# Building an Agent around a Query Pipeline

In this cookbook we show you how to build an agent around a query pipeline.

Agents offer the ability to do complex, sequential reasoning on top of any query DAG that you have setup. Conceptually this is also one of the ways you can add a "loop" to the graph.

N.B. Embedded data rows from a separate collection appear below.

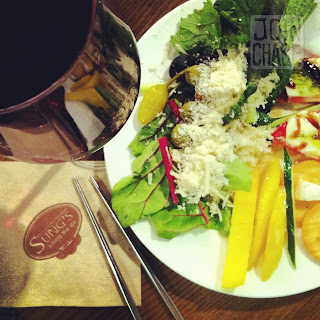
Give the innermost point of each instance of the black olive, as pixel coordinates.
(312, 69)
(180, 63)
(206, 57)
(184, 93)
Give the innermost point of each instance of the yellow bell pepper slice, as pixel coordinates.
(89, 95)
(270, 181)
(240, 235)
(275, 238)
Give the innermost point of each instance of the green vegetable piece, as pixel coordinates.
(236, 110)
(145, 192)
(224, 225)
(238, 174)
(284, 72)
(178, 139)
(172, 221)
(287, 168)
(200, 30)
(236, 21)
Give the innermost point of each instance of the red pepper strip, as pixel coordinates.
(203, 213)
(167, 161)
(175, 109)
(280, 134)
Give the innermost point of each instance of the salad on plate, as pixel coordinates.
(231, 142)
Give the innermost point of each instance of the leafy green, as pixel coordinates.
(238, 174)
(145, 192)
(173, 221)
(201, 30)
(293, 18)
(284, 71)
(236, 19)
(236, 110)
(159, 127)
(275, 7)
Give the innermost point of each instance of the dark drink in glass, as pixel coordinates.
(69, 78)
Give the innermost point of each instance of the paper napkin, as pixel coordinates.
(49, 253)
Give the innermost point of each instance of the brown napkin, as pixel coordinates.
(49, 253)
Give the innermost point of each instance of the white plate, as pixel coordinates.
(198, 255)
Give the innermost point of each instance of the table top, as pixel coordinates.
(193, 301)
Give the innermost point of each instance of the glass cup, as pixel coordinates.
(76, 94)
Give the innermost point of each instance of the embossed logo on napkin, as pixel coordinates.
(54, 232)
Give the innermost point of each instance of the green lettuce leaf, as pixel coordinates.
(173, 221)
(236, 19)
(159, 127)
(238, 174)
(145, 192)
(201, 30)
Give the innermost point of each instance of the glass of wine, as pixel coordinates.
(69, 78)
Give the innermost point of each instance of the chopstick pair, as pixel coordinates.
(117, 274)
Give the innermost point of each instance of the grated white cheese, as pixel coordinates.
(200, 168)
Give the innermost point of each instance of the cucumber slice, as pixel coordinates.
(287, 170)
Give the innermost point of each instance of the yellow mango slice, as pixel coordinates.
(240, 235)
(311, 231)
(275, 238)
(153, 102)
(89, 95)
(270, 181)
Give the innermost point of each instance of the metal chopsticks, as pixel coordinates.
(161, 290)
(116, 272)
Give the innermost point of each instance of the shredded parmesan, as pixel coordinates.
(200, 168)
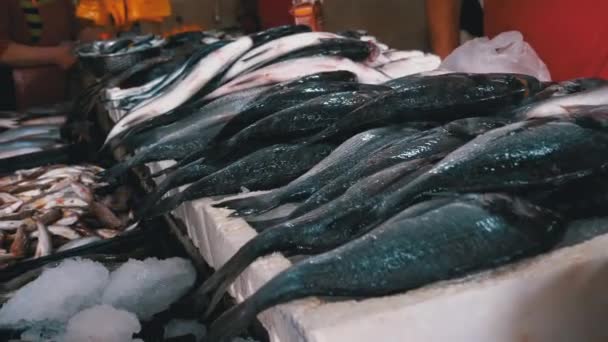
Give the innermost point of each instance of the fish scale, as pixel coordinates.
(408, 254)
(440, 98)
(338, 162)
(262, 170)
(438, 141)
(320, 230)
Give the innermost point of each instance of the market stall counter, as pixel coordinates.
(553, 297)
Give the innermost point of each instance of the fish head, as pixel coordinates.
(472, 127)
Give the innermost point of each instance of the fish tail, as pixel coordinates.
(323, 135)
(286, 286)
(232, 322)
(227, 273)
(124, 166)
(163, 207)
(262, 225)
(153, 197)
(164, 171)
(251, 205)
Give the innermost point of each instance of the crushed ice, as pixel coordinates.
(54, 302)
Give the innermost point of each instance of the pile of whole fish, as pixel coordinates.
(54, 208)
(32, 131)
(392, 183)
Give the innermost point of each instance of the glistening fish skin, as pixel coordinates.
(320, 230)
(270, 34)
(435, 142)
(339, 161)
(285, 97)
(181, 91)
(274, 49)
(192, 133)
(439, 98)
(183, 175)
(295, 122)
(279, 97)
(519, 156)
(264, 169)
(297, 68)
(408, 254)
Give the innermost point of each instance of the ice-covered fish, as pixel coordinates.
(264, 169)
(408, 253)
(438, 98)
(296, 68)
(181, 91)
(341, 160)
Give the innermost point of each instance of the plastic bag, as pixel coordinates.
(507, 52)
(150, 10)
(93, 10)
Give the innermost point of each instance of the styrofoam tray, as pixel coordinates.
(557, 297)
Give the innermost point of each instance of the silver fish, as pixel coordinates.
(51, 131)
(78, 243)
(410, 66)
(59, 230)
(181, 91)
(107, 233)
(11, 208)
(11, 225)
(563, 105)
(274, 49)
(296, 68)
(7, 198)
(45, 245)
(68, 220)
(50, 120)
(19, 152)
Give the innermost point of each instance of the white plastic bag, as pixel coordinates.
(507, 52)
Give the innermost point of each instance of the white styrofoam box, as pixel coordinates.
(556, 297)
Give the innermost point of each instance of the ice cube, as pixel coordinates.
(180, 327)
(58, 294)
(102, 323)
(150, 286)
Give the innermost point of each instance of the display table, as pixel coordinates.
(557, 297)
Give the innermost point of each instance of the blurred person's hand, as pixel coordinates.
(64, 56)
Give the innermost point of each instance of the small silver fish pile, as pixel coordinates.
(30, 131)
(54, 208)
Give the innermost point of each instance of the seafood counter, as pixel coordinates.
(417, 192)
(54, 209)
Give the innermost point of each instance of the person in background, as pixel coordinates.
(569, 36)
(36, 50)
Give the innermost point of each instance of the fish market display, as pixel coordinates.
(391, 258)
(32, 131)
(395, 175)
(264, 169)
(54, 208)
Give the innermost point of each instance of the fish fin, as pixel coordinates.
(472, 127)
(260, 226)
(444, 194)
(578, 109)
(594, 120)
(116, 171)
(227, 273)
(164, 171)
(233, 321)
(250, 205)
(163, 207)
(323, 135)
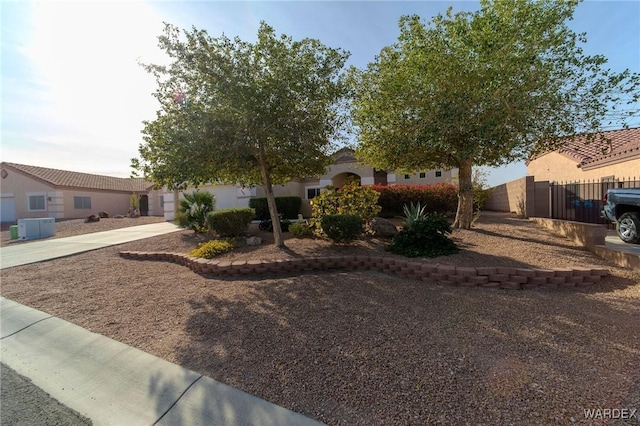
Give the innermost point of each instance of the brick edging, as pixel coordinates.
(492, 277)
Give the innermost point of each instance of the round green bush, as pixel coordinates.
(342, 228)
(212, 248)
(230, 222)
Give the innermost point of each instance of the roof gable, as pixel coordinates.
(69, 179)
(620, 144)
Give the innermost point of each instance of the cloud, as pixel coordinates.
(86, 95)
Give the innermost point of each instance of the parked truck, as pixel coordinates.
(622, 207)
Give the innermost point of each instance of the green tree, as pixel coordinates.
(485, 88)
(238, 112)
(193, 209)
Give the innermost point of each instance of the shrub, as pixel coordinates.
(352, 199)
(301, 229)
(193, 210)
(425, 237)
(342, 228)
(212, 248)
(230, 222)
(440, 198)
(288, 207)
(413, 213)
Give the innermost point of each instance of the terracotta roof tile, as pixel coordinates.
(621, 142)
(68, 179)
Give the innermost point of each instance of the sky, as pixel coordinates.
(73, 95)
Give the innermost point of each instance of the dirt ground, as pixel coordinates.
(365, 347)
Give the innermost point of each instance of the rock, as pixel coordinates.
(92, 218)
(383, 227)
(254, 241)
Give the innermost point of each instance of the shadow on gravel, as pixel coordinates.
(367, 348)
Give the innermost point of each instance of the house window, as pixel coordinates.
(82, 203)
(36, 202)
(313, 192)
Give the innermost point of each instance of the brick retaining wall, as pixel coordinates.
(492, 277)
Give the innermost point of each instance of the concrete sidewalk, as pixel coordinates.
(114, 384)
(38, 251)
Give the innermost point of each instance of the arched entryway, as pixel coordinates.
(339, 179)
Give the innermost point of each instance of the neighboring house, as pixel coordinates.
(32, 192)
(595, 161)
(345, 165)
(580, 171)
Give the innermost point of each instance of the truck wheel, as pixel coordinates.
(629, 227)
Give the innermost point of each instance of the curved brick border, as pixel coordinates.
(492, 277)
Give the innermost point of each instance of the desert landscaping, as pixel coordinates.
(364, 347)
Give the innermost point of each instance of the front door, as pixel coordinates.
(144, 205)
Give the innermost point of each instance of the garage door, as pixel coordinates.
(7, 209)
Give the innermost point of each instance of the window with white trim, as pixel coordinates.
(37, 203)
(313, 192)
(82, 203)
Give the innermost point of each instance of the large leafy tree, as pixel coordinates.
(238, 112)
(485, 88)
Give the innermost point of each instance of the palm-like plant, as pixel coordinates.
(193, 209)
(413, 213)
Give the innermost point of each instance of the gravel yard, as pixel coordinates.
(368, 348)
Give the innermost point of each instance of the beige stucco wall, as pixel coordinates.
(516, 196)
(556, 167)
(448, 176)
(20, 187)
(101, 201)
(59, 202)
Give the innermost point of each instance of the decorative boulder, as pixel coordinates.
(92, 218)
(383, 227)
(254, 241)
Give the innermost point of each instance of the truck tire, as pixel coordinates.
(629, 227)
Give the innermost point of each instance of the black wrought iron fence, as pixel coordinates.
(582, 201)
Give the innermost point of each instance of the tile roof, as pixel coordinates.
(68, 179)
(622, 143)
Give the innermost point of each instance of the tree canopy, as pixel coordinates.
(485, 88)
(239, 112)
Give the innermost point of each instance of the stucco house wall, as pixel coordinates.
(560, 168)
(345, 166)
(615, 157)
(20, 182)
(16, 189)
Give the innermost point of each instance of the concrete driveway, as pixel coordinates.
(38, 251)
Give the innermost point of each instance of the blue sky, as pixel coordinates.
(73, 95)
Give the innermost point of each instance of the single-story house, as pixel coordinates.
(577, 160)
(345, 165)
(30, 191)
(579, 171)
(33, 192)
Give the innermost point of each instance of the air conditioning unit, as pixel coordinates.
(29, 229)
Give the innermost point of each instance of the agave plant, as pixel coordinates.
(193, 210)
(414, 213)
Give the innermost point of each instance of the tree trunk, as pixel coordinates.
(271, 200)
(464, 214)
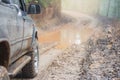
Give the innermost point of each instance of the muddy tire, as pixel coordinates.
(31, 69)
(3, 74)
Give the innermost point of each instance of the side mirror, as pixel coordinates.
(34, 9)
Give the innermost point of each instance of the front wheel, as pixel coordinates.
(3, 74)
(31, 69)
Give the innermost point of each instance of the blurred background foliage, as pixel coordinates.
(43, 3)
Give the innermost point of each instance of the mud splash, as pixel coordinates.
(67, 36)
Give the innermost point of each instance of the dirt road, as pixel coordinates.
(85, 50)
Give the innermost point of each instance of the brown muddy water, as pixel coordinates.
(68, 35)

We show you two examples of agents you can implement:
- a full ReAct agent that can do tool picking
- a "simple" agent that adds a retry layer around a text-to-sql query engine.

## Setup Data

We use the chinook database as sample data. [Source](https://www.sqlitetutorial.net/sqlite-sample-database/).

In [1]:
!curl "https://www.sqlitetutorial.net/wp-content/uploads/2018/03/chinook.zip" -O ./chinook.zip
!unzip ./chinook.zip

  % Total    % Received % Xferd  Average Speed   Time    Time     Time  Current
                                 Dload  Upload   Total   Spent    Left  Speed
100  298k  100  298k    0     0  1035k      0 --:--:-- --:--:-- --:--:-- 1036k
Archive:  ./chinook.zip
  inflating: chinook.db              


In [1]:
from llama_index import SQLDatabase
from sqlalchemy import (
    create_engine,
    MetaData,
    Table,
    Column,
    String,
    Integer,
    select,
    column,
)

engine = create_engine("sqlite:///chinook.db")
sql_database = SQLDatabase(engine)

In [2]:
from llama_index.query_pipeline import QueryPipeline

### Setup Observability

We setup Arize Phoenix for observability.

In [3]:
# setup Arize Phoenix for logging/observability
import phoenix as px
import llama_index

px.launch_app()
llama_index.set_global_handler("arize_phoenix")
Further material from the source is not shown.